Air source heat pumps provide an energy efficiency option at a lower price point. While the “mini-split” style air source heat pumps get most of the attention, there can be comfort issues, as I rarely see the wall units in a bathroom.

I would like to see focus on central air source heat pumps, connected to an insulated, sealed duct system. This technology offers comparable energy efficiency to the “mini split” style (as many use the same inverter compressors), but also provide distributed heat and comfort.

I live in a 1952 cape-style home in Greenfield, insulated to the limits of the 2x4 framing, with new windows.
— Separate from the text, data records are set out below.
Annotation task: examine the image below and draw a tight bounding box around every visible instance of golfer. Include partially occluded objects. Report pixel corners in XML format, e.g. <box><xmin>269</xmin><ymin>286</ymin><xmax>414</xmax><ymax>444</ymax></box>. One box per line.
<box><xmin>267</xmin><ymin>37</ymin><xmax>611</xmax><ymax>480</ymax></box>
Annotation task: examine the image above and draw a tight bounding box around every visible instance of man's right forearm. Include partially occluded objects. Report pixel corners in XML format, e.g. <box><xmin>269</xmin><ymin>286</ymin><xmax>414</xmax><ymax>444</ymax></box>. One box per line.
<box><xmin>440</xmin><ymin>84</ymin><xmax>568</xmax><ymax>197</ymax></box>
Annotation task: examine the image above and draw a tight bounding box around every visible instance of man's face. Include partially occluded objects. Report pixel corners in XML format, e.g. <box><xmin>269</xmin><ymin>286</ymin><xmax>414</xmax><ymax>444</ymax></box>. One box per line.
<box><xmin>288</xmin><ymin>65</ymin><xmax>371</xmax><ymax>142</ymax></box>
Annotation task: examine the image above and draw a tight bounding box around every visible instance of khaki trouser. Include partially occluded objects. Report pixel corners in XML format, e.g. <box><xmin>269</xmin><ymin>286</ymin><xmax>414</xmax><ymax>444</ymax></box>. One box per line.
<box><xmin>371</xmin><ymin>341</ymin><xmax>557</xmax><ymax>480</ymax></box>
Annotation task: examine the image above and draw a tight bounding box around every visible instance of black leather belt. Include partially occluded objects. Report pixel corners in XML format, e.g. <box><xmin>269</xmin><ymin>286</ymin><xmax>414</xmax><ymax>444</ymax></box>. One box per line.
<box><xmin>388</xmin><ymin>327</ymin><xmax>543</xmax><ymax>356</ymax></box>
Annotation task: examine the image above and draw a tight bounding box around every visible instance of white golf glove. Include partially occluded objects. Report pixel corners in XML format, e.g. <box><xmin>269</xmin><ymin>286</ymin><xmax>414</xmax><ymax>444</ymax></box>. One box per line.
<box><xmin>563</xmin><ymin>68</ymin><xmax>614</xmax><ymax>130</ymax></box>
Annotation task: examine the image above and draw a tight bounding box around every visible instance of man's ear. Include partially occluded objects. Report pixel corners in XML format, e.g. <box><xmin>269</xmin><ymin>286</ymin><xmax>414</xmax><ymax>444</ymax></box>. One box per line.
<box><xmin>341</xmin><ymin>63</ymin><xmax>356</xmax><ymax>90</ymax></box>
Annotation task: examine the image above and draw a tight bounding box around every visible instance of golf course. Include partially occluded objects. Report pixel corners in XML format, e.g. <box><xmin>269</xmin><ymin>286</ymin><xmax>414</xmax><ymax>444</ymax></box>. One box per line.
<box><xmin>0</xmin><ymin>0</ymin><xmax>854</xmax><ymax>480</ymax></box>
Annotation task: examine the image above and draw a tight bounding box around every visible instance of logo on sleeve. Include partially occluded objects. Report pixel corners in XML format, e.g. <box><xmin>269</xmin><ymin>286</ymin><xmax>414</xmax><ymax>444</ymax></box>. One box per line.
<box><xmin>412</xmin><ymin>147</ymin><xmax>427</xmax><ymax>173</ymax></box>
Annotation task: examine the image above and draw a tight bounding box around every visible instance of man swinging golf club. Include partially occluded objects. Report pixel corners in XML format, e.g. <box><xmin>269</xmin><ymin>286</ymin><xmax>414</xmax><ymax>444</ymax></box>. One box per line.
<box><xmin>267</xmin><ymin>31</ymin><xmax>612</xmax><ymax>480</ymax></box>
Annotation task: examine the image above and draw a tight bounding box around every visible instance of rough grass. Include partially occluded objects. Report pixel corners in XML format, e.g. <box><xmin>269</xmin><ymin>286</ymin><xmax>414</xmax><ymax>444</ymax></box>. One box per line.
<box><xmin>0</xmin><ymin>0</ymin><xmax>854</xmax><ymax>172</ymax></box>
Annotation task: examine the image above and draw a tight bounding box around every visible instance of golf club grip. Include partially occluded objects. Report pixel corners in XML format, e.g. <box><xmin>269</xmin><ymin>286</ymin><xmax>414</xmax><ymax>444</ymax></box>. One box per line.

I replaced the old duct system, sealed and insulated it, and provide heating and cooling to every room in the house. I can heat this h ouse 90%  of the winter to 70F and if I had a viable solar electric option, it would be very economical. With natural gas heat, I use the air source heat pump to provide my heating to 35F and then switch via the thermostat to natural gas, and it costs the same as heating 100% with gas. This option offsets 50% of my natural gas operation and usage.

There are many options to choose from, with the goal of a more sustainable lifestyle, but comfort and economy must both be considerations.

Charlie McCracken lives in Greenfield.